Yesterday, a number of our fellows convened to comment on and exchange insights and relevant facts on the de-globalization of the global economy, so inconsistent with the vision and optimism which were present at the 1986 foundation of the Caux Round Table.
After the discussion, I was reminded of two poems written in the 1920s, after World War I had disrupted the world order with a new one – dark and threatening – beginning to arise in its place.
The two poems are:
“The Hollow Men” by T.S. Eliot
We are the hollow men
We are the stuffed men
Leaning together
Headpiece filled with straw. Alas!
Our dried voices, when
We whisper together
Are quiet and meaningless
As wind in dry grass
Or rats’ feet over broken glass
In our dry cellar
Shape without form, shade without colour,
Paralysed force, gesture without motion …
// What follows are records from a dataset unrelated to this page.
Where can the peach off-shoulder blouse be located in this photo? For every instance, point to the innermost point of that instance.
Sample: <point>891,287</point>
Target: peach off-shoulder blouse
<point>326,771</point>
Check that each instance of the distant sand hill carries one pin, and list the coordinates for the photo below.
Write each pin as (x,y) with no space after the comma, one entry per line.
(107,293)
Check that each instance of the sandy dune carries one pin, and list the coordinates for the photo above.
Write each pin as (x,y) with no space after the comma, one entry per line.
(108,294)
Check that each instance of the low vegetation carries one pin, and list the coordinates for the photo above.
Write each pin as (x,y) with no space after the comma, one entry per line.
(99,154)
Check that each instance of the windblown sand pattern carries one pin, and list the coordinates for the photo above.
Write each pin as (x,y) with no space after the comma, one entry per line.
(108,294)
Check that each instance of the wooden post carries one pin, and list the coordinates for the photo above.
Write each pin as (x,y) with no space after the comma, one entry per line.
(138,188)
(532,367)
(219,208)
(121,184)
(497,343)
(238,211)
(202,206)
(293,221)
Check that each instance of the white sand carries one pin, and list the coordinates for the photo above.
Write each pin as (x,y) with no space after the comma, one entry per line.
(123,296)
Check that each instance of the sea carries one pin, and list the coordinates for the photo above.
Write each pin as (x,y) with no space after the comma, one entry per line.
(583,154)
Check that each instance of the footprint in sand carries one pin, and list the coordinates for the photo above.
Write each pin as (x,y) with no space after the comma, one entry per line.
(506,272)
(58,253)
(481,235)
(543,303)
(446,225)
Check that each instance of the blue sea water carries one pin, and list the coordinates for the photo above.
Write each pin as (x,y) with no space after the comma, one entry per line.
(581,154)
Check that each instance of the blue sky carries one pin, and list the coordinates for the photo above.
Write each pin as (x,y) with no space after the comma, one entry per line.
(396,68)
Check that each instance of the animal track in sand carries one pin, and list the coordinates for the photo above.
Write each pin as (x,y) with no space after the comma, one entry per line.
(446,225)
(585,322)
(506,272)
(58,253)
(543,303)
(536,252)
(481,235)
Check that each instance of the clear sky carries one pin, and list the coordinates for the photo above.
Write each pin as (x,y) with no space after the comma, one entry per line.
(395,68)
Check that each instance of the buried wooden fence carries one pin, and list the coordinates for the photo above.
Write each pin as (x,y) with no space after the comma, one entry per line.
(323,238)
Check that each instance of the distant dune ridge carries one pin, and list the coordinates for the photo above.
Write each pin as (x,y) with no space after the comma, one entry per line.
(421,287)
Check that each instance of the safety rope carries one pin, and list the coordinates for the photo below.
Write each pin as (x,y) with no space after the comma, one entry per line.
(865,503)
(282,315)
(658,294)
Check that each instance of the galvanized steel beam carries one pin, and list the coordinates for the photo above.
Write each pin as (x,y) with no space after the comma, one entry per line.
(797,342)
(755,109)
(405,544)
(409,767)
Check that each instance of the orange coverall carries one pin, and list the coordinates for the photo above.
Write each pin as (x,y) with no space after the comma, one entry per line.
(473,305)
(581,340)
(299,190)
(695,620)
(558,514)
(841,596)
In this valley of dying stars
In this hollow valley
This broken jaw of our lost kingdoms
In this last of meeting places
We grope together
And avoid speech …
Between the idea
And the reality
Between the motion
And the act
Falls the Shadow
Between the conception
And the creation
Between the emotion
And the response
Falls the Shadow …
This is the way the world ends
Not with a bang but a whimper.
“Once By The Pacific” by Robert Frost
The shattered water made a misty din.
Great waves looked over others coming in,
And thought of doing something to the shore
That water never did to land before.
The clouds were low and hairy in the skies,
Like locks blown forward in the gleam of eyes.
You could not tell, and yet it looked as if
The shore was lucky in being backed by cliff,
The cliff in being backed by continent;
It looked as if a night of dark intent
Was coming, and not only a night, an age.
Someone had better be prepared for rage.
There would be more than ocean-water broken
Before God’s last Put out the light was spoken.